Abstract
Dynamic changes of microbiome communities may play important roles in human health and diseases. The recent rise in longitudinal microbiome studies calls for statistical methods that can model the temporal dynamic patterns and simultaneously quantify the microbial interactions and community stability. Here, we propose a novel autoregressive zero-inflated mixed-effects model (ARZIMM) to capture the sparse microbial interactions and estimate the community stability. ARZIMM employs a zero-inflated Poisson autoregressive model to model the excessive zero abundances and the non-zero abundances separately, a random effect to investigate the underlining dynamic pattern shared within the group, and a Lasso-type penalty to capture and estimate the sparse microbial interactions. Based on the estimated microbial interaction matrix, we further derive the estimate of community stability, and identify the core dynamic patterns through network inference. Through extensive simulation studies and real data analyses we evaluate ARZIMM in comparison with the other methods.
Highlights
The human microbiota, a diverse array of microbial organisms living in and on human bodies, form a dynamic ecosystem that plays a critical role in human health
We have conducted extensive simulation studies to evaluate the performance of autoregressive zero-inflated mixed-effects model (ARZIMM) in both model fitting and variable selection by comparing it with the competing methods: penalized Poisson auto-regression (Poisson), penalized log-normal multivariate auto-regression (MAR), and extended generalized Lotka-Volterra equations using Bayesian algorithm (MDSINE) (Bucci et al, 2016b)

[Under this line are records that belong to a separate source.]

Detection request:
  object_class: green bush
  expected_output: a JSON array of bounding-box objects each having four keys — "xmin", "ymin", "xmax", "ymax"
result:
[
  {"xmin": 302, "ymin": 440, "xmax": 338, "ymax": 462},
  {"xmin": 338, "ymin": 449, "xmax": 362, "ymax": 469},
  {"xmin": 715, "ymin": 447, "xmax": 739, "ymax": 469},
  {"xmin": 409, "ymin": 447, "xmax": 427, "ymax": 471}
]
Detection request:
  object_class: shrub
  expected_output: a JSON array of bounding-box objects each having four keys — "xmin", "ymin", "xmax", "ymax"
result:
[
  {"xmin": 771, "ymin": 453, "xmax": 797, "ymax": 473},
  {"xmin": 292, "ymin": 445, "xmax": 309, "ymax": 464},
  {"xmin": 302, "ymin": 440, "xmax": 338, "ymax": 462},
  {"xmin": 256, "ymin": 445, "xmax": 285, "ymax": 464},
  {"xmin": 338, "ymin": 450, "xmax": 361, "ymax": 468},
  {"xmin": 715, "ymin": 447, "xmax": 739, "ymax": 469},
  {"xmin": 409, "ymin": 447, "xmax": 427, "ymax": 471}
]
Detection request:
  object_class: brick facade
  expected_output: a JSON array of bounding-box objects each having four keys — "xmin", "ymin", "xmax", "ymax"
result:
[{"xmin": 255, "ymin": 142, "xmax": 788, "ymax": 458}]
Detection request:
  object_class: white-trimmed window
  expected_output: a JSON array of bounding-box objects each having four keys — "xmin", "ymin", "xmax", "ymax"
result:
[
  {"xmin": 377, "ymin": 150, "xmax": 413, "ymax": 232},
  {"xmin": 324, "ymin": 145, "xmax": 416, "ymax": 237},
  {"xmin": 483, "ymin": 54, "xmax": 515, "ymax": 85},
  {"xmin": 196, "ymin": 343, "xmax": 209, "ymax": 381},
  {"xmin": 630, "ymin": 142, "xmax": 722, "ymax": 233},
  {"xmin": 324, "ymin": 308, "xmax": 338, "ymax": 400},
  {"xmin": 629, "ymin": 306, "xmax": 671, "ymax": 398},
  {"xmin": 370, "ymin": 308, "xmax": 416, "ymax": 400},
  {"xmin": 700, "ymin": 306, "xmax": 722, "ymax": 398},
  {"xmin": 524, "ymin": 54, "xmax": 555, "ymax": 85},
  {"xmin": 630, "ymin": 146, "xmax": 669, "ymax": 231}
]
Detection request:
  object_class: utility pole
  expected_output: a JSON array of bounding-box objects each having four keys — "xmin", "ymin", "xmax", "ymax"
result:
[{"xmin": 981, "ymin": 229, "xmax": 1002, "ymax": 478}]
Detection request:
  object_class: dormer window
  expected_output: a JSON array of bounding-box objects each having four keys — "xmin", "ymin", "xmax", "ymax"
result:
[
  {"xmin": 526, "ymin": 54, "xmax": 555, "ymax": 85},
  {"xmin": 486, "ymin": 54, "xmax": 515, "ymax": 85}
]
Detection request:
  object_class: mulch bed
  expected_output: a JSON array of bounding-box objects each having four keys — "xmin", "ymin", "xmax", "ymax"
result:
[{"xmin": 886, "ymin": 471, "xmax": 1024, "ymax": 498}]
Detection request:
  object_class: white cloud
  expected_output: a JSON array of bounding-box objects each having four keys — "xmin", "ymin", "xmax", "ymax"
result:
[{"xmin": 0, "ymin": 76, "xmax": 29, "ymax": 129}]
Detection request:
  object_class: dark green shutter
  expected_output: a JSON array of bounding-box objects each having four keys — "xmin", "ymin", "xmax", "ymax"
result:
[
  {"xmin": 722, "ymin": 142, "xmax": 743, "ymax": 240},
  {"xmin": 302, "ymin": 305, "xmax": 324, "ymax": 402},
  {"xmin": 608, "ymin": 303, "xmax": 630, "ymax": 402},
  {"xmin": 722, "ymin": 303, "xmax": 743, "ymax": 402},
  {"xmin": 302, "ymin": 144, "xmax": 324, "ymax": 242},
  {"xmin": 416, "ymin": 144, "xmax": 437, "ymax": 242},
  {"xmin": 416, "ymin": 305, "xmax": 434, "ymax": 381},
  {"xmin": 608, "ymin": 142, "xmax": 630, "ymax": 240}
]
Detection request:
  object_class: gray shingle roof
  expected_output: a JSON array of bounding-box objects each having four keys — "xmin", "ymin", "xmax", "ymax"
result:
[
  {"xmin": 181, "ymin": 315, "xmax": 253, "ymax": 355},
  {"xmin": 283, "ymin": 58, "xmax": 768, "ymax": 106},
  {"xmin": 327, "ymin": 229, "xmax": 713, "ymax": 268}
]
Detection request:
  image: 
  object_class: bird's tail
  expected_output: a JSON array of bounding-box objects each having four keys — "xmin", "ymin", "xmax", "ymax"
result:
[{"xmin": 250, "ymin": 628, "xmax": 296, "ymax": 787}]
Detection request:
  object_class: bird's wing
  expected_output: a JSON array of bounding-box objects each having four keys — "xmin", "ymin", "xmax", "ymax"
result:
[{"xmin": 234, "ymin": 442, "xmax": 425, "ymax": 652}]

We propose ARZIMM, an analytic platform which estimates the microbial interactions and community stability using longitudinal microbiome data
Summary
The human microbiota, a diverse array of microbial organisms living in and on human bodies, form a dynamic ecosystem that plays a critical role in human health. When a microbial community changes in response to an external perturbation, it undergoes a dynamic process and tends to evolve toward another stable state (Figure 1). This dynamic process is stochastic and varies according to the type and strength of perturbation, the community stability prior to the perturbation, and other subjectlevel relevant features. The recent rise in longitudinal studies, in which microbial samples are collected repeatedly over time, offers unique insights into the responses of such communities to perturbations and the associated dynamic patterns.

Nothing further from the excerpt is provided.